Pero, si “nadie está a salvo”, ¿tiene sentido cuidarse? Otra vez, vale la analogía médica. La mayoría de las vacunas no previenen el contagio de las enfermedades, sino que disminuyen los riesgos de los cuadros graves y la mortalidad. Y cuando la vacunación es más masiva, más chances de que esa inmunización reduzca también los contagios. El costo de una dosis es más efectivo que cualquier noche en un CTI. La lógica es la misma para los ciberataques, mucho más si se tiene en cuenta que una información que se roba y puede parecer poco sensible (como saber a qué escuela asiste un niño, cosa que ha pasado en el 2025), es potencialmente riesgosa si se hace ingeniería social: ¿ese niño fue cambiado de escuela porque es un testigo protegido? ¿Es víctima de violencia intrafamiliar? ¿Cuáles son sus rutinas si se quiere cometer un delito?

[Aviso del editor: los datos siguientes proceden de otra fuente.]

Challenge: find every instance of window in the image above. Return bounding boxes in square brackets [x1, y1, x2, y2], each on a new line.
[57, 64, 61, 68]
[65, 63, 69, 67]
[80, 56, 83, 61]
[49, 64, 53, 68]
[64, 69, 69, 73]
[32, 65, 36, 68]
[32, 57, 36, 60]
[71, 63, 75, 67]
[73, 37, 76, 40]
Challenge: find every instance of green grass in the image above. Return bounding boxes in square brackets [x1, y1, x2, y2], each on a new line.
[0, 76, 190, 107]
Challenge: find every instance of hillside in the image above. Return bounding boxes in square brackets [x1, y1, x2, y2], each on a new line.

La alfabetización en habilidades informáticas de seguridad es parte de la clave. La última Encuesta de Usos de Tecnologías de la Información y la Comunicación muestra esa brecha en Uruguay. Cuatro de cada diez internautas con nivel educativo más bajo carecen de habilidades mínimas de ciberseguridad. Incluso en los sectores más ilustrados, más de la cuarta parte tiene conocimientos básicos o nulos.

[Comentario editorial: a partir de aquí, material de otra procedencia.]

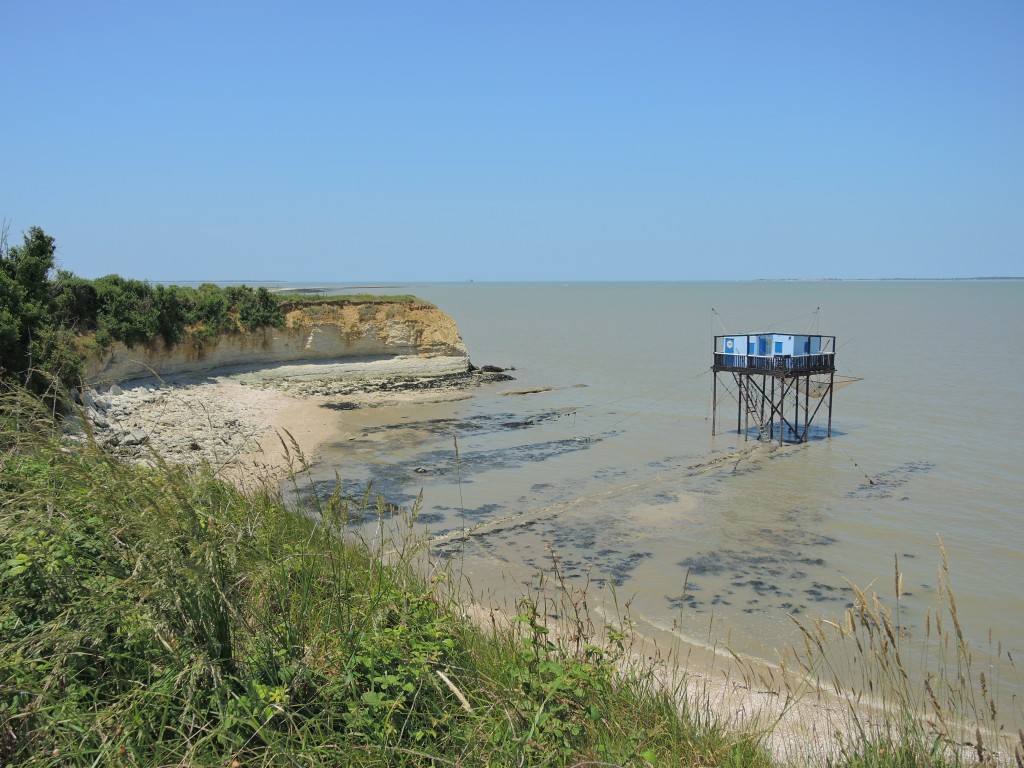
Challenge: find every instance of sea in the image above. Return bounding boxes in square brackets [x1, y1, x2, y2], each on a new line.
[289, 280, 1024, 703]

¿Dejar de compartir información es la solución? Los Estados más conservadores —Uruguay se encuentra dentro de ellos en un sentido cultural—suelen pensar que dejar de divulgar datos o que un organismo público lo comparta con otro es una postura lógica. El derecho, la transparencia, la vida democrática y, sobre todo, la mejora de la calidad de vida a través de políticas públicas basadas en datos muestran lo contrario: la respuesta a las chances de ser atacado no debe ir en detrimento a restringir el acceso a datos estadísticos anonimizados, a información que es relevante para la esfera pública. Los organismos públicos no son los propietarios, sino la ciudadanía.
El debate parece alejado a la cotidianeidad, pero según las últimas discusiones en Naciones Unidas se trata de uno de los cinco principales problemas identificados para la próxima década.